Promise
Aku tak begitu mengenal cinta. Aku buta akan cinta. Aku ragu jika itu nyata. Aku adalah Intan. Orang bilang cinta adalah hal yang terindah yang pernah dialami oleh manusia seumur hidupnya. Namun mereka tak pernah dapat menjawab pertanyaanku kenapa mereka rela jatuh terlebih dahulu untuk mencinta. Cinta adalah hal yang aku takuti. Aku tak pernah bilang jika cinta itu tak pernah ada dalam diriku. Namun aku hanya terlalu takut untuk mengakuinya. Seperti dosa yang kutak ingin orang lain yang mengetahuinya. Cinta yang kurasakan akan selalu tertutupi oleh payung hati dan perasaan takutku.
Dara, adalah sahabatku dari diriku masih di bangku taman kanak-kanak hingga saat ini. Aku belajar banyak dari dirinya. Kepribadiannya yang kuanggap baik, ia yang kuanggap seperti kakakku sendiri. Aku tak terlahir kedalam keluarga yang mampu membelikanku baju baru setiap bulannya. Bukan juga terlahir dari keluarga yang hangat dan erat. Aku selalu merasa sendirian dikeramaian rumahku. Dara adalah pelepas sepiku, pelepas rasa jenuhku. Saat duniaku mulai menggelap, ia datang menyinari hariku seakan seorang pahlawan berjubah gagah perkasa yang datang untuk menyelamatkan hari. Meski tak terikat dengan hubungan darah ataupun saudara, Dara adalah orang yang selalu dapat membuatku tersenyum, membuatku berani berjalan didunia ini. Ia adalah Dara, sahabatku.
Aku memang tak pernah merasakan cinta hangat didalam keluarga sederhana dimana ku lahir. Mungkin karena itulah aku merasa miskin akan cinta. Buta akan arti dan makna kasih sayang. Dara mengajarkanku itu semua. Ia menunjukan kepadaku apa itu kasih sayang dan cinta. Kami bersahabat akan selalu mengasihi satu sama lain. Tak ada yang dapat memisahkan persahabatan kita. Itu yang selalu kami bilang sambil mengikatkan kelingking tangan kami. Kupercayai semua itu. Kupercaya semua yang dikatakan sahabatku yang telah memberikanku banyak hal indah tersebut.

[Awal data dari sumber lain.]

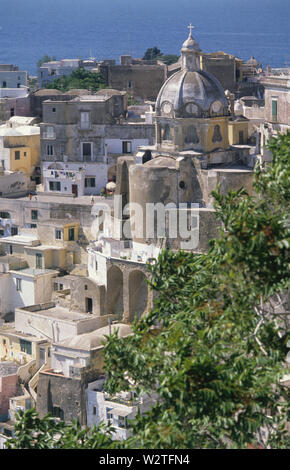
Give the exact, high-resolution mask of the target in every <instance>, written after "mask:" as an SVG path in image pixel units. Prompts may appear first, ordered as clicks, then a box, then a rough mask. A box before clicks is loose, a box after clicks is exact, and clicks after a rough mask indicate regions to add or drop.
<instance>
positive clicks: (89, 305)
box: [86, 297, 93, 313]
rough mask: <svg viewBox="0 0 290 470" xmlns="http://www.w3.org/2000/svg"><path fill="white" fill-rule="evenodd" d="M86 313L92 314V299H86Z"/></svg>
mask: <svg viewBox="0 0 290 470" xmlns="http://www.w3.org/2000/svg"><path fill="white" fill-rule="evenodd" d="M86 312H87V313H92V312H93V299H92V298H91V297H86Z"/></svg>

Dara mengajarkanku bagaimana caranya mencinta dan bagaimana agar diriku dapat dicintai dengan cara yang menawan. Seperti remaja umur 17 tahun pada umumnya, timbul sebuah rasa yang menggelitik hati ini. Sesak dadaku menahannya. Tak kuasa ku menahan getaran kecil ini yang mulai menggejolak. Namun tak mampu pula diriku membuka jubah yang menyelimuti perasaanku ini. Ini kah cinta? Sudahkan diriku jatuh kedalam lubang cinta? Tempat banyak orang yang tersakiti karenanya? Seperti biasa Dara akan berada disampingku layaknya seorang sahabat yang baik yang selalu menemani suka maupun duka. Ia menuntunku melewati cobaan ini. Ia mengajariku agar tak terjatuh dalam permainan perasaanku sendiri. Bagaimana agar setiap pemuda berparas tampan,yang sering kutemui di perpustakaan ketika aku sedang membaca wajahnya yang sedang menatap bukunya yang sesekali ia meletakkan jarinya untuk menahan kacamatanya yang ia pakai agar nyaman ia membaca itu, aku tidak langsung menjadi diam seribu bahasa dan juga agar wajahku tak memucat dihadapannya.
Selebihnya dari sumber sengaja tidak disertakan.